DESCRIPTION (provided by applicant): We propose to develop a genetic mosaic system in mice that allows simultaneous labeling and genetic manipulation of defined neuronal populations, down to the level of single isolated neurons in vivo. This system, which we have named "MADM" (for Mosaic Analysis with Double Markers), utilizes two hybrid marker genes knocked-in at identical locations on homologous chromosomes. Each marker gene is interrupted by a loxP-containing intron and neither expresses a functional protein. Only upon Cre-mediated recombination between the two loxP sites on the homologous chromosomes are functional marker genes restored. Depending on the cell-cycle stage at which recombination takes place and the segregation pattern of the chromosomes after recombination, daughter cells are labeled with one or both markers. We have preliminary results indicating that MADM can be used to generate, with high efficiency, inter-chromosomal exchanges in both postmitotic neurons and in dividing neural precursors. By further developing this method and its variations we will be able to label defined neuronal populations and single neurons with genetically encoded markers, in live or fixed brains.
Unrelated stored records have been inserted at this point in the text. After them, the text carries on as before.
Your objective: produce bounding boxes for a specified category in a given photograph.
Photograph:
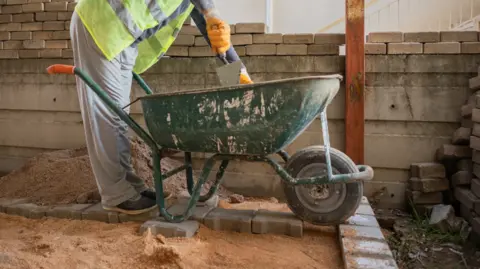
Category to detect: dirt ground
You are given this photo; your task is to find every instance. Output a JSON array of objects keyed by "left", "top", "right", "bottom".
[{"left": 0, "top": 200, "right": 342, "bottom": 269}]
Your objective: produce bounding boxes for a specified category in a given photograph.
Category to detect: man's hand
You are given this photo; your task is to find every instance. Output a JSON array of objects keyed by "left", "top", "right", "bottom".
[{"left": 206, "top": 15, "right": 231, "bottom": 54}]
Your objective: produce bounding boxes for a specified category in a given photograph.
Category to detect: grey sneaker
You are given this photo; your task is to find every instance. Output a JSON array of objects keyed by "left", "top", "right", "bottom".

It will also be possible to create genetic mosaics such that cells expressing the first functional marker are homozygous mutant for a gene of interest, whereas cells expressing the second functional marker are homozygous wild type, while the rest of the animal is heterozygous. MADM will allow investigation of the relationship between cell lineage and neural circuits during development, tracing of neural circuits in the adult nervous system, and conditional knock-out of candidate genes of interest as well as overexpression of transgenes in single isolated neurons. This method can also be used to create mouse models for human diseases such as loss of heterozygosity in cancer and neurological diseases.

描述（由申请人提供）：我们建议在小鼠中开发一种遗传镶嵌系统，该系统允许对定义的神经元群体进行同时标记和遗传操作，直至体内单个分离神经元的水平。这个系统，我们命名为“MADM”（双标记镶嵌分析），利用两个杂交标记基因敲入同源染色体上的相同位置。每个标记基因被含loxP的内含子中断，并且都不表达功能蛋白。只有在同源染色体上的两个loxP位点之间的Cre介导的重组后，功能标记基因才恢复。根据发生重组的细胞周期阶段和重组后染色体的分离模式，子细胞用一种或两种标记物标记。我们有初步的结果表明，MADM可用于产生，高效率，在有丝分裂后的神经元和分裂的神经前体的染色体间的交流。通过进一步开发这种方法及其变体，我们将能够在活的或固定的大脑中用遗传编码的标记物标记定义的神经元群体和单个神经元。还可以产生遗传嵌合体，使得表达第一功能性标记的细胞是目的基因的纯合突变体，而表达第二功能性标记的细胞是纯合野生型，而动物的其余部分是杂合的。 MADM将允许研究发育过程中细胞谱系和神经回路之间的关系，追踪成人神经系统中的神经回路，以及感兴趣的候选基因的条件性敲除以及单个分离神经元中转基因的过表达。该方法也可用于创建人类疾病的小鼠模型，例如癌症和神经疾病中的杂合性丢失。